A disseminação da cultura natalina que valoriza o Papai Noel estaria tornando-o o folclórico personagem mais famoso que Jesus Cristo, afirmam especialistas.
O psicólogo Sérgio Kodato, professor da Universidade de São Paulo, acredita que o Papai Noel já é sinônimo de Natal na lembrança das pessoas, que já não associam a data ao aniversário de Jesus.
“Os discípulos de Jesus Cristo pisaram feio na bola, se envolveram em escândalos, administraram a igreja com gula, cobiça e luxúria, perderam fiéis. Enquanto papa Francisco não vinha, o esperto Noel já ancorado na fama do milagreiro São Nicolau, se associou a um refrigerante como seu garoto propaganda, tomou essa forma vermelha e branca, rechonchuda, surfando na onda desse consumismo desenfreado e sua felicidade paradoxal. Quando ele aparece, nos remete imediatamente àquele ‘tempo em que éramos felizes, sabíamos e achávamos que era para sempre’”, explica Kodato.
O padre Gilberto Kásper lamenta que o ícone do consumismo tenha ganho tanta importância no imaginário das pessoas: “Hoje o consumismo substituiu a cultura do encontro e da presença das pessoas em família [...] Atualmente, não sentimos mais a espiritualidade natalina. São raros os lares que ainda mantêm essa aura, com almoços ou reuniões comprometidas na fé”, lamentou.
Para o rabino Alexandre Leonel, as motivações consumistas provocaram mutações até nas origens do Papai Noel, tornando-o mais atraente às massas.

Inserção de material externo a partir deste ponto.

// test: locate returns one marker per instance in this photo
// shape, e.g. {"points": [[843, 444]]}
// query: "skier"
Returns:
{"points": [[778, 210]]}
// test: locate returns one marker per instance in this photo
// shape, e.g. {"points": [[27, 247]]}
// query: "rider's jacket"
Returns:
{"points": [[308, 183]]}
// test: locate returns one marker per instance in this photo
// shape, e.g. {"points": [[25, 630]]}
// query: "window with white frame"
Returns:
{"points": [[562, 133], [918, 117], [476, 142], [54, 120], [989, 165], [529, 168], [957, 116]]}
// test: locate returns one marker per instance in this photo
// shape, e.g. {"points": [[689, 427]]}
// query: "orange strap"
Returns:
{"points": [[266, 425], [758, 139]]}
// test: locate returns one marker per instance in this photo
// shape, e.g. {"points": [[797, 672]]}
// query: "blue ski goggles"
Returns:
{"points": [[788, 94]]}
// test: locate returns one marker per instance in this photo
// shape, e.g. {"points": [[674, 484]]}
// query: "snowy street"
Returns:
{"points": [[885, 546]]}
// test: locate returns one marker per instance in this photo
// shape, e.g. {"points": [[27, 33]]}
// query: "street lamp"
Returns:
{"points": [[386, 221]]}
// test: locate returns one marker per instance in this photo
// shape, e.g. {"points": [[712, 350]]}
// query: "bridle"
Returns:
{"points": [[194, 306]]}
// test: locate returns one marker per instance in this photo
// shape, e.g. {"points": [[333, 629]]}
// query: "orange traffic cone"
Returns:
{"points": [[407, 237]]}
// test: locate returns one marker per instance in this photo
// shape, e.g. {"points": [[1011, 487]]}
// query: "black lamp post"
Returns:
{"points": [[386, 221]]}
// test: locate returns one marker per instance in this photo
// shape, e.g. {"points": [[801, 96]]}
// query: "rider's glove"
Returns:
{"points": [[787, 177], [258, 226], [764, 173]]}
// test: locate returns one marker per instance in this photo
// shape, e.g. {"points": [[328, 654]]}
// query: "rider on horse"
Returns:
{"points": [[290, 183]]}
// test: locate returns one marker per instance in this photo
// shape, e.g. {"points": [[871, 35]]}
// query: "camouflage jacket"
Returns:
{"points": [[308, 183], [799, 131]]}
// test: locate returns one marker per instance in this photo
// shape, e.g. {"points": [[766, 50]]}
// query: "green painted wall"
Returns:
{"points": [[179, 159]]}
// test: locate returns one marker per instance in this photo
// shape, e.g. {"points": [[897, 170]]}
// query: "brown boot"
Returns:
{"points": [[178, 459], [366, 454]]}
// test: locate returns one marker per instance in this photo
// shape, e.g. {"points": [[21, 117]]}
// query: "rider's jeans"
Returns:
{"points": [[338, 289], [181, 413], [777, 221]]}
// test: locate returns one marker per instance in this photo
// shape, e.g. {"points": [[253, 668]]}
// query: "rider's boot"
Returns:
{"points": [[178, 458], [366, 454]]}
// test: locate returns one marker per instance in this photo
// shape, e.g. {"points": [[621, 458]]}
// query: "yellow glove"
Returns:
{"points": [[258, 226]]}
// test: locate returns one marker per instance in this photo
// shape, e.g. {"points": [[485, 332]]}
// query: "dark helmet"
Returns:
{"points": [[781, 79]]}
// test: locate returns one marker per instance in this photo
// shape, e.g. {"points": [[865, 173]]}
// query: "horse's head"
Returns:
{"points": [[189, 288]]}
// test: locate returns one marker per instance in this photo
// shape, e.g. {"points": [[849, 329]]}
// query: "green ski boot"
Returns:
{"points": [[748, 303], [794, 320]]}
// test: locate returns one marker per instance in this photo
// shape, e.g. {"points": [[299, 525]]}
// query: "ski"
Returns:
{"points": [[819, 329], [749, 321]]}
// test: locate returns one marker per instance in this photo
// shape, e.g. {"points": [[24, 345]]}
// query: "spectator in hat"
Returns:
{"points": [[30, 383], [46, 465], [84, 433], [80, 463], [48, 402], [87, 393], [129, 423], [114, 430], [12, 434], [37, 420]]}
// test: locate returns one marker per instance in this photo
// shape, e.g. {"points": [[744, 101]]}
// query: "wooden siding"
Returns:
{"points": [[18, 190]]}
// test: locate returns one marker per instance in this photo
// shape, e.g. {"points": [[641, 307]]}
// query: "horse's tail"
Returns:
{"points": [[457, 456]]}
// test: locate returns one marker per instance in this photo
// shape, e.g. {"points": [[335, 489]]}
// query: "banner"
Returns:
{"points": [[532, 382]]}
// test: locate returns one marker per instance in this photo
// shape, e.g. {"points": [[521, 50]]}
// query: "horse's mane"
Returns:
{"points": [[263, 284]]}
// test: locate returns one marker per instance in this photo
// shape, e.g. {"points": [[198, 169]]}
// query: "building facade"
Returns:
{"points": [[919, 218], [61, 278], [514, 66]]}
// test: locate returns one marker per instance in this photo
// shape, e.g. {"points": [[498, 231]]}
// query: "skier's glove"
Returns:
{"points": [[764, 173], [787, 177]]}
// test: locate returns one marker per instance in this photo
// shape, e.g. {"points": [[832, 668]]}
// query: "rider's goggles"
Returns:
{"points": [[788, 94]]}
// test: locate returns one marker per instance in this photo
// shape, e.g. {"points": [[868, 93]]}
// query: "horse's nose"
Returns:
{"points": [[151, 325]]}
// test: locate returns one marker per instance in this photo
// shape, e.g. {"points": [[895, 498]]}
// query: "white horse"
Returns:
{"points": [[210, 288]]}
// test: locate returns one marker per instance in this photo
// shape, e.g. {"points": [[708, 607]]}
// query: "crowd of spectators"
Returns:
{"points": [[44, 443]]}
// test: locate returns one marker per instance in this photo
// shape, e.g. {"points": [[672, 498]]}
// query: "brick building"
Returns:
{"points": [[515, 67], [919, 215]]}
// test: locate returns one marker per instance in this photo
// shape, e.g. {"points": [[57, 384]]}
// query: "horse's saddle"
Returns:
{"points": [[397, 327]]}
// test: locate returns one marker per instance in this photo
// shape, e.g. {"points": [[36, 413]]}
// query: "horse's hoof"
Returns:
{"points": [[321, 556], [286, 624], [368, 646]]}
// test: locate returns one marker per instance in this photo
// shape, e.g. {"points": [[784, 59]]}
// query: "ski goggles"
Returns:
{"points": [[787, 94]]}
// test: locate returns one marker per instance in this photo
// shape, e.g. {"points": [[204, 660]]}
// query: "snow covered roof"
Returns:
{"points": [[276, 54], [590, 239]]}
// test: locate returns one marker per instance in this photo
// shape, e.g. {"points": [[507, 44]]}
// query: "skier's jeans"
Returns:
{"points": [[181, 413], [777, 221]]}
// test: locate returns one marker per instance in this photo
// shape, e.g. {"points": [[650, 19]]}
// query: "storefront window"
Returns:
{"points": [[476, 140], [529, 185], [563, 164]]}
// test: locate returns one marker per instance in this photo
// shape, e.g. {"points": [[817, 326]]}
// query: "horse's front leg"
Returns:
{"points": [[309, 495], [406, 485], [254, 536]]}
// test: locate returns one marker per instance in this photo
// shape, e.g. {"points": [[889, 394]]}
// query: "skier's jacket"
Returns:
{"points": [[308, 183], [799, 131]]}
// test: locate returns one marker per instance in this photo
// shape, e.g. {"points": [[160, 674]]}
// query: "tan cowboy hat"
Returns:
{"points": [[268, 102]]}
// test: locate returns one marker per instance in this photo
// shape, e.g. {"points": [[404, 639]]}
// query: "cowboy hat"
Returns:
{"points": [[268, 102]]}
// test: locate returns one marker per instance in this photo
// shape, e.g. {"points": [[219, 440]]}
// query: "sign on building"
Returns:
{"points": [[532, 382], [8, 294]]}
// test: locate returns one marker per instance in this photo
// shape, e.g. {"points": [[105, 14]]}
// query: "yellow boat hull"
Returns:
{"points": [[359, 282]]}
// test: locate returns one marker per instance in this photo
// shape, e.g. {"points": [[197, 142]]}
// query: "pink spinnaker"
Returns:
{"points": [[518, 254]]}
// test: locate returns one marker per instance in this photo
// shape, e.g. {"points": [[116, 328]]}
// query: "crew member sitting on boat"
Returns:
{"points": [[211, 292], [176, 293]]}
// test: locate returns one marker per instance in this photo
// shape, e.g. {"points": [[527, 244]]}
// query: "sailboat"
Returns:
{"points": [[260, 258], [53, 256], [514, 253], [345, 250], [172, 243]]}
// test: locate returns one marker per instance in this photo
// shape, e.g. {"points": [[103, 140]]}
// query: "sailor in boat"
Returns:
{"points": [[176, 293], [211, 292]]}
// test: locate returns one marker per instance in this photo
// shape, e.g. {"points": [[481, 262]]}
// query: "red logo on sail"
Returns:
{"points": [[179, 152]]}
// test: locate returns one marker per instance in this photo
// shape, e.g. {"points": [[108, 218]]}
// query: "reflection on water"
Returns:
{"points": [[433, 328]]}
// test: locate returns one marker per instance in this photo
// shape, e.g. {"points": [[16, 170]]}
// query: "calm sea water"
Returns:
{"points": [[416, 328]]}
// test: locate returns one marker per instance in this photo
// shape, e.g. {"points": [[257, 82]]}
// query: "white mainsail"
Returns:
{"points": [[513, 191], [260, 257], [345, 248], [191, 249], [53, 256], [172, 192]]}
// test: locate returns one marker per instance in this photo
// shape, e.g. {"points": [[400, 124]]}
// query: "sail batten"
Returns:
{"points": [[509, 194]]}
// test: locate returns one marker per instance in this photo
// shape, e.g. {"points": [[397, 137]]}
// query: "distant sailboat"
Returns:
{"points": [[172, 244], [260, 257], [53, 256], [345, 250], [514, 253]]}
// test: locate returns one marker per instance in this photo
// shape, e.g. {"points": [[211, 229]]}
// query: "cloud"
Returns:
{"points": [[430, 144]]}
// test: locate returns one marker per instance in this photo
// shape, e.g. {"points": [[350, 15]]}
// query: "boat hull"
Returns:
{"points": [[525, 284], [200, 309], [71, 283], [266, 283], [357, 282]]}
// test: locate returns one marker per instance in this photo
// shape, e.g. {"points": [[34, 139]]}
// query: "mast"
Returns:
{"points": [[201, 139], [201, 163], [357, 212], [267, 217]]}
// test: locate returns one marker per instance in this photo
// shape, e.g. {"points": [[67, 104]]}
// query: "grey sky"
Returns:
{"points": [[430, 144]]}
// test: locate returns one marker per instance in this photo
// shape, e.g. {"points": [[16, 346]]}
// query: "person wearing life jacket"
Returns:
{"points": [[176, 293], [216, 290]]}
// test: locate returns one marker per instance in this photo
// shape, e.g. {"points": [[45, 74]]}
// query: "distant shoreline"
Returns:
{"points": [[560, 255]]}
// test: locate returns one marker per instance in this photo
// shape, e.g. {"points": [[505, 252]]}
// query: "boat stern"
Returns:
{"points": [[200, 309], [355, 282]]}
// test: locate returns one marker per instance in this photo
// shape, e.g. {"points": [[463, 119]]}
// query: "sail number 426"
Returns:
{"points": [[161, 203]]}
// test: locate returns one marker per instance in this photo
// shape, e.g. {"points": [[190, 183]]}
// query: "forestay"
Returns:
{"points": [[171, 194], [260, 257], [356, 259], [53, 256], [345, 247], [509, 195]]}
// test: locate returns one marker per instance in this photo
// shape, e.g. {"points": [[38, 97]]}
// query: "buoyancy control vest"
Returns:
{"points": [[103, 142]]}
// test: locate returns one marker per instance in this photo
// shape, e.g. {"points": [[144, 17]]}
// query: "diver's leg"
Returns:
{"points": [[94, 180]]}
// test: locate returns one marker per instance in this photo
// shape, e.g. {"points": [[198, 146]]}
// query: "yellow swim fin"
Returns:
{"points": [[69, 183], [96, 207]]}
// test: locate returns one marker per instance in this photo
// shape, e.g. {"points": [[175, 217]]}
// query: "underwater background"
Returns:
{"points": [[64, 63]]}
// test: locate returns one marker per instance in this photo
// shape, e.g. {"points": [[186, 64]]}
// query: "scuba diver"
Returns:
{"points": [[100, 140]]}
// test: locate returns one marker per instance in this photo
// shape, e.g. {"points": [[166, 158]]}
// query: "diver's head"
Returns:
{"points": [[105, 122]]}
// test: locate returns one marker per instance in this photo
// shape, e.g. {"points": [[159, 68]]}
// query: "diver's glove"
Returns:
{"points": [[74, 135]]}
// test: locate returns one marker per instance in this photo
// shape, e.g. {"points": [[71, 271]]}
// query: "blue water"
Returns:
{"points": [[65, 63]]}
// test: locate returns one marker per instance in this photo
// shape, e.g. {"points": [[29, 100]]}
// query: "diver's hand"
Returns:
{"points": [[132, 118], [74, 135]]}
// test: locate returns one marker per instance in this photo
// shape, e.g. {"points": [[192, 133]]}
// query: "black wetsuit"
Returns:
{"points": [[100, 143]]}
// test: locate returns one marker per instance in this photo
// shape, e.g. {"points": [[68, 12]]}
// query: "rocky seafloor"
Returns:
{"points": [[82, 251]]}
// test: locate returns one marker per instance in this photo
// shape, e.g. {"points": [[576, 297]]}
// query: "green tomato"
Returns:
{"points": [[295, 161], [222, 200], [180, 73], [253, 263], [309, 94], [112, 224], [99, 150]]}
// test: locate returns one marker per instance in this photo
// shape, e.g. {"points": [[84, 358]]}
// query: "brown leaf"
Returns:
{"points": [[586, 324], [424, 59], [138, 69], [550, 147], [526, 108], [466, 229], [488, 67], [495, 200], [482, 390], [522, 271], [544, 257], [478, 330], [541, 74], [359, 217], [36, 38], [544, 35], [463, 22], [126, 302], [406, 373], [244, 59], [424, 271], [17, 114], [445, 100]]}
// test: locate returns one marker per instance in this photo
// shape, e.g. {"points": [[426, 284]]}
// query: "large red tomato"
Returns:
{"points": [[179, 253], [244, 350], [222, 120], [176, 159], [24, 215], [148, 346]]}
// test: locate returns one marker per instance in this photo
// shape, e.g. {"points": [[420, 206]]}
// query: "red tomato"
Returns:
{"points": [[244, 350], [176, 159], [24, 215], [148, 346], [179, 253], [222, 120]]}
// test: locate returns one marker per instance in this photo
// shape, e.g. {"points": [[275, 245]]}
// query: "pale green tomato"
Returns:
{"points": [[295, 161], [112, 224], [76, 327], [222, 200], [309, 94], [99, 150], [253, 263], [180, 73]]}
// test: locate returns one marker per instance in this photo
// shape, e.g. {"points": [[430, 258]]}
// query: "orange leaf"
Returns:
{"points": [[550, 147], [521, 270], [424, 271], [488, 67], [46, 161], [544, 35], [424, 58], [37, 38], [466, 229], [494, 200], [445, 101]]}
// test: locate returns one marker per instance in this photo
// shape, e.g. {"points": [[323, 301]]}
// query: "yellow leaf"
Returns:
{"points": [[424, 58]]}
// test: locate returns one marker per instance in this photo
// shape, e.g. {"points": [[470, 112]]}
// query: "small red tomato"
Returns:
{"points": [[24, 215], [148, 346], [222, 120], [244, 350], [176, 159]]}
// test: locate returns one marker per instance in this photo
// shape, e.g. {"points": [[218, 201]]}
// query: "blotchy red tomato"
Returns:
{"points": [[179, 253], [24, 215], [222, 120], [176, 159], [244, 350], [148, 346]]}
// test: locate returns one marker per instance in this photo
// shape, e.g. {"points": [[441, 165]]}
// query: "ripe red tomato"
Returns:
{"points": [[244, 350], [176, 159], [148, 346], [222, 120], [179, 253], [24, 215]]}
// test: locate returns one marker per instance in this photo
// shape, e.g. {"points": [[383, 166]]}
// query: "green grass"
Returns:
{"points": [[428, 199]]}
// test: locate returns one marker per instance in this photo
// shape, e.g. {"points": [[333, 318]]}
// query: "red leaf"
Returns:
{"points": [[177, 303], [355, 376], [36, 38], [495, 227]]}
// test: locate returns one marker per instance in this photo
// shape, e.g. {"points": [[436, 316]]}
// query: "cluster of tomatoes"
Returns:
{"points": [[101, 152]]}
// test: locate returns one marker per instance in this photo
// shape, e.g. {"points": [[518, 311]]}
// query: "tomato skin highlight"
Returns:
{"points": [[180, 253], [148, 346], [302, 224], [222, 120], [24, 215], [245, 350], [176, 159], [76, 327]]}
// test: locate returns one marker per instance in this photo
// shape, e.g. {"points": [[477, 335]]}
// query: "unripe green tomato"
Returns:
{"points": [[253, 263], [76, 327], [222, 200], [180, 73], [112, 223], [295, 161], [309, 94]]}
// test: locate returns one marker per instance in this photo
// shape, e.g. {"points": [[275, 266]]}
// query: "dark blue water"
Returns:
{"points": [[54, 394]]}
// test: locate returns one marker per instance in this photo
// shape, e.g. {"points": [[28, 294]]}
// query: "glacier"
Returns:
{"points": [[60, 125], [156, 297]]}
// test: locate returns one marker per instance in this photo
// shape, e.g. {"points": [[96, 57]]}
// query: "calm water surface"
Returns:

Com um “olhar de fora” sobre a questão, o rabino apontou para alguns detalhes históricos na questão: “Sobre isso, parece não haver dúvidas. E o Papai Noel festejado no Brasil não pode ser comparado com Santa Claus, um bispo da igreja católica, admirado pelos europeus. Me parece que em décadas passadas, os brasileiros comemoravam a data com outro viés, armando presépios, participando de ritos cristãos, como a missa do Galo e reunindo a família. Hoje, impera um estilo mais comercial, com trocas de presentes. Mas, como rabino, não tenho o mínimo direito de me intrometer na religiosidade dos brasileiros (embora tenha nascido no Brasil). Seria o mesmo de querer impor ao Brasil, o ritmo do Carnaval de Veneza, com suas máscaras de papel machê e fantasias abafadas”.
Para Júlio Chiavenato, jornalista que participou do levantamento feito pelo Jornal A Cidade, não dá para definir “se Papai Noel é mais famoso que Jesus Cristo. Mas não há dúvida que Noel é muito mais querido pelas crianças”.
O “complexo de vira-lata” que Nelson Rodrigues usava para se referir à ideia do brasileiro de que o que vem do exterior é bom também foi usada por Chiavenato para explicar o sucesso do Papai Noel entre os brasileiros: “No Brasil sempre se associou o que é estrangeiro ao que é bom, superior. Além do mais, para a imaginação infantil, a fantasia do velho gordo é apelativa. Por outro lado, a massiva propaganda comercial quase obriga as crianças a adorarem o velho esquisito, mais apropriado para a Disneylândia do que para as festividades do cristianismo”, ressaltou.
O Papai Noel nos moldes como se conhece hoje é uma criação publicitária, encomendada pela Coca-Cola para suas campanhas de Natal. Até então, o personagem Papai Noel era amplamente associado a um santo católico pelos europeus, e usava roupas verdes. Como no folclore dos Estados Unidos o verde é a cor do Grinch, uma figura natalina rancorosa, a empresa de refrigerantes passou a veicular anúncios do Santa Claus – nome usado pelos norte-americanos para o Papai Noel – vestido de vermelho, e assim, associá-lo às cores de sua marca.